Other than oracles (detailed below), libfive and Antimony’s kernels mostly overlap, but libfive should be faster and more robust in doing all the things that they have in common.
The philosophical change is that libfive is meant as infrastructure, rather than as part of a specific end-user application. I’ve built a minimal GUI around it, but that’s just an example, and there are other projects (both commercial and open-source) that are using the kernel for other things.
Part of being infrastructure is robustness. Antimony’s geometry kernel has a
handful of tests; libfive has over a hundred test cases that make tens of thousands of assertions.
I’ve gotten rid of the string-based representation of math trees (both old and new syntax), and replaced it with constructing the trees directly with overloaded C++ classes. This is minor, but it makes the build progress a lot less messy, because I don’t have to wrangle lemon + flex to do the parser generation.
The kernel itself is still based on f-reps, but I’ve put a ton of time into making the meshing fast and robust, so you can use meshes for quick previews (rather than Antimony’s voxel rendering). The meshes that come out are watertight, hierarchical, topologically manifold, and preserve sharp features.

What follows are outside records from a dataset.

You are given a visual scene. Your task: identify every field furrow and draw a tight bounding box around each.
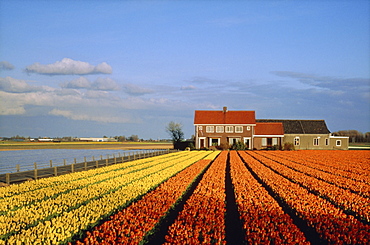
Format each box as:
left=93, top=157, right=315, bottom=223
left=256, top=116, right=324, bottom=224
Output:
left=241, top=152, right=370, bottom=244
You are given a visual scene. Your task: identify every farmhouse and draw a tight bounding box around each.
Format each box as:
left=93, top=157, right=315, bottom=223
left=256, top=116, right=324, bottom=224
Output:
left=194, top=107, right=348, bottom=150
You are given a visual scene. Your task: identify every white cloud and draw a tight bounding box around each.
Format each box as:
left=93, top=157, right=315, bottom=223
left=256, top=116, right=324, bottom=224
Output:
left=60, top=77, right=91, bottom=89
left=181, top=85, right=196, bottom=90
left=60, top=77, right=121, bottom=91
left=25, top=58, right=112, bottom=75
left=0, top=77, right=42, bottom=93
left=123, top=83, right=153, bottom=96
left=92, top=77, right=120, bottom=91
left=0, top=61, right=14, bottom=71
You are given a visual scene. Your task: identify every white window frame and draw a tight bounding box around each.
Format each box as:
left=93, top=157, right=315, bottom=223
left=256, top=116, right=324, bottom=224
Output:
left=209, top=138, right=220, bottom=146
left=216, top=126, right=224, bottom=133
left=225, top=126, right=234, bottom=133
left=206, top=126, right=215, bottom=133
left=294, top=137, right=301, bottom=146
left=235, top=126, right=243, bottom=133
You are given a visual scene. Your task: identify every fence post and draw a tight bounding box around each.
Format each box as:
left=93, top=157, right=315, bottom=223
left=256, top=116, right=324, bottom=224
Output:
left=5, top=173, right=10, bottom=185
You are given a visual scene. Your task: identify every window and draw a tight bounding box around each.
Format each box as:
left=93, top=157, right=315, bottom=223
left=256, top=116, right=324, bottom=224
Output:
left=225, top=126, right=234, bottom=133
left=206, top=126, right=215, bottom=133
left=294, top=137, right=299, bottom=145
left=216, top=126, right=224, bottom=133
left=235, top=126, right=243, bottom=133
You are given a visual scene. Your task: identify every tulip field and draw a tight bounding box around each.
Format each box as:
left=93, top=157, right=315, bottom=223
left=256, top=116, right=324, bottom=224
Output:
left=0, top=150, right=370, bottom=244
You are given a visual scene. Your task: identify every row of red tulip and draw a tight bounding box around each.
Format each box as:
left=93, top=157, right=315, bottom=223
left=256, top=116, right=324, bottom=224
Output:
left=165, top=151, right=228, bottom=244
left=264, top=151, right=370, bottom=197
left=230, top=151, right=310, bottom=244
left=72, top=159, right=215, bottom=244
left=276, top=150, right=370, bottom=179
left=240, top=152, right=370, bottom=244
left=251, top=152, right=370, bottom=222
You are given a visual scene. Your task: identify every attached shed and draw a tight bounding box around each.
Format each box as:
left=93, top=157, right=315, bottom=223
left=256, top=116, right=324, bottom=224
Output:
left=256, top=119, right=348, bottom=150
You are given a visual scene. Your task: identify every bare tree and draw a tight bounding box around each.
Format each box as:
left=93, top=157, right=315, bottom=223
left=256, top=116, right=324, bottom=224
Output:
left=166, top=121, right=184, bottom=143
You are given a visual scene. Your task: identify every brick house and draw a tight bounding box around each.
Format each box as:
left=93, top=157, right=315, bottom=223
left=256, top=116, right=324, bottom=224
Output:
left=194, top=107, right=256, bottom=149
left=194, top=107, right=348, bottom=150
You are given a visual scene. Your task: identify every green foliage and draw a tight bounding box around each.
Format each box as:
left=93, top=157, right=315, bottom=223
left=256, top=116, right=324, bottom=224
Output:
left=166, top=121, right=184, bottom=143
left=283, top=142, right=295, bottom=151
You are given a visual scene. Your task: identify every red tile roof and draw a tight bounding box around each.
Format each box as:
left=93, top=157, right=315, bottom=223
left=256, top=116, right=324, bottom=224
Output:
left=194, top=111, right=256, bottom=124
left=254, top=123, right=284, bottom=135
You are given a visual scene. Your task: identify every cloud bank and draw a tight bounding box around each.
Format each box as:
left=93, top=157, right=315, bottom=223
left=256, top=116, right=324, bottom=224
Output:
left=25, top=58, right=112, bottom=76
left=0, top=61, right=14, bottom=71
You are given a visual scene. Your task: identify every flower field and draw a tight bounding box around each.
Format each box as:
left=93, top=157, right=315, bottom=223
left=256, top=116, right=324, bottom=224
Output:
left=0, top=150, right=370, bottom=244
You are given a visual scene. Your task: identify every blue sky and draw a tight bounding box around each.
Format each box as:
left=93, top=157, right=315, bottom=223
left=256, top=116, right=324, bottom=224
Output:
left=0, top=0, right=370, bottom=139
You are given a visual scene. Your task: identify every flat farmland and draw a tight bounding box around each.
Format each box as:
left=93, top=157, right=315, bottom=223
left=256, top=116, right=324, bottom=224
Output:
left=0, top=150, right=370, bottom=244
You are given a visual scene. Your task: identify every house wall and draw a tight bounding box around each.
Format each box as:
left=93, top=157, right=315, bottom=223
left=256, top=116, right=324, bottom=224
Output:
left=283, top=134, right=348, bottom=150
left=195, top=125, right=254, bottom=149
left=253, top=136, right=284, bottom=150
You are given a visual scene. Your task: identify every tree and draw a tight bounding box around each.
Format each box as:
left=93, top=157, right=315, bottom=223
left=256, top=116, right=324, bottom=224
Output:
left=166, top=121, right=184, bottom=143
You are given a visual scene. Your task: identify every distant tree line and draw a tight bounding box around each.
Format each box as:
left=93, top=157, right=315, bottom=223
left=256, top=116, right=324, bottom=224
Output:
left=333, top=130, right=370, bottom=143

It's not perfect, but it’s a very strong open-source f-rep mesher.
I’ve also added a universal backdoor to the f-rep paradigm: if you’re using the kernel at the C++ level, you can build black-box “oracles”, which plug into the f-rep tree, but do arbitrary computations. This is a good way to work around the limitations of pure math trees. There aren’t many open-source examples of oracles (yet), but commercial users have been using them to interface with other, non-f-rep model representations.